Murton’s time in Chicago ended in 2008 when he was traded to the Oakland A’s along with some possible “Where are they now” candidates. The trade sent Murton along with Josh Donaldson (everyone knows where he is (punches wall)), Sean Gallagher, and Eric Patterson. (In return, by the way, the Cubs received my arch-rival Chad Gaudin and oft-injured starting pitcher, Rich Harden.)
Oakland wasn’t much better for Murton, as he only appeared in 9 games before being traded to the Rockies in 2009. His time in Colorado ended up being his last in MLB as he was released by the Rockies at the end of the 2009 season after appearing in only 29 games.
Guess that’s it, huh? He probably went back to Georgia and did woodworking or something while coaching high school baseball, right?
After leaving MLB, his contract was eventually sold to the Hanshin Tigers in Japan. Oh, and by the way, he’s killing it there. In his first season with the Japanese ball club in 2010, Matt Murton actually broke Ichiro’s (yes, that Ichiro) record of 210 single season hits, with 214 of his own. He ended that year with a .349 BA, 91 RBIs, and 17 HR.
I don’t care if it’s not MLB. That’s awesome. One of the greatest hitters in Japanese (and US) baseball history had his record broken by none other than Matt Murton: MLB Journeyman.
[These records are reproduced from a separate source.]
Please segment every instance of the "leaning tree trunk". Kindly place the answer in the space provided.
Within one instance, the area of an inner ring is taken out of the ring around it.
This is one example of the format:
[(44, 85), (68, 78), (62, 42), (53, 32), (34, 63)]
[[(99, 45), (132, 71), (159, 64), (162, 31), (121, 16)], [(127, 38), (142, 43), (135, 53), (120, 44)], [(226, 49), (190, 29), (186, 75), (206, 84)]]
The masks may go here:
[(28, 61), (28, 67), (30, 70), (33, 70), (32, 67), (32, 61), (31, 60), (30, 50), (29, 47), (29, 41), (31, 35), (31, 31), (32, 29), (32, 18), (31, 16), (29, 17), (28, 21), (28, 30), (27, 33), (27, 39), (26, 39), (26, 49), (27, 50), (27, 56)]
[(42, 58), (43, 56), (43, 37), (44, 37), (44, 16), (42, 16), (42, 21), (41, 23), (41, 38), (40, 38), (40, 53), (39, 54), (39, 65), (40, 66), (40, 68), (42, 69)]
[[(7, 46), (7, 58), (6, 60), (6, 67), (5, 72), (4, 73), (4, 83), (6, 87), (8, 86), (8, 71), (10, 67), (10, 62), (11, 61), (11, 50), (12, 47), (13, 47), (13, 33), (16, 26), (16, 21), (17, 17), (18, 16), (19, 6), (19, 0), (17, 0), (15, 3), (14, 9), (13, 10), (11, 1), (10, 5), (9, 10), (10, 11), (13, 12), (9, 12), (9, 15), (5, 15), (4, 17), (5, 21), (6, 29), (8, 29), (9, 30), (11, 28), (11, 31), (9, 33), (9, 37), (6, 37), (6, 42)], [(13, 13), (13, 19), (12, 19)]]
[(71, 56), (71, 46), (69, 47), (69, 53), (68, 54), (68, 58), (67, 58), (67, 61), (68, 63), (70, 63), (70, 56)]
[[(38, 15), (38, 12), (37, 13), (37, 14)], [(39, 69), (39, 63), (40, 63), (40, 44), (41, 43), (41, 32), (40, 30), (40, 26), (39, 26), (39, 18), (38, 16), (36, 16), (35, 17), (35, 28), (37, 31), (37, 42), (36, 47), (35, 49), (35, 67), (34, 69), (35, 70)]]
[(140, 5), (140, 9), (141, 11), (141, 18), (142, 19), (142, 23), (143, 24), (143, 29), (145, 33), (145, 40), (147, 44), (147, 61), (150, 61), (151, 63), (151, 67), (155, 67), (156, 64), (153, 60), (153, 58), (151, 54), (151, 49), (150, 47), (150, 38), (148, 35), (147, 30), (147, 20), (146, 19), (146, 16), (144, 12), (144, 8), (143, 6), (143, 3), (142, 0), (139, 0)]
While he hasn’t had a season like that since his breakout year, Murton has made himself into a star in the Japanese league. This past off-season he considered making a “comeback” to the MLB but instead decided to stay for another year and will be earning $3.5 million in 2014 (if my calculations are correct, his combined earnings in MLB from 2005-2009 were roughly $2.3 million). Get paid, man. Get paid.
Murton was never bad in MLB. He really was just a victim of circumstance. FanGraphs wrote an article about his situation back in 2010 during his breakout season in Japan. You should read it, even if it’s “dated.”
I don’t think anyone should feel sorry for him though.
“Where is he now” status: Gettin’ paid in Japan.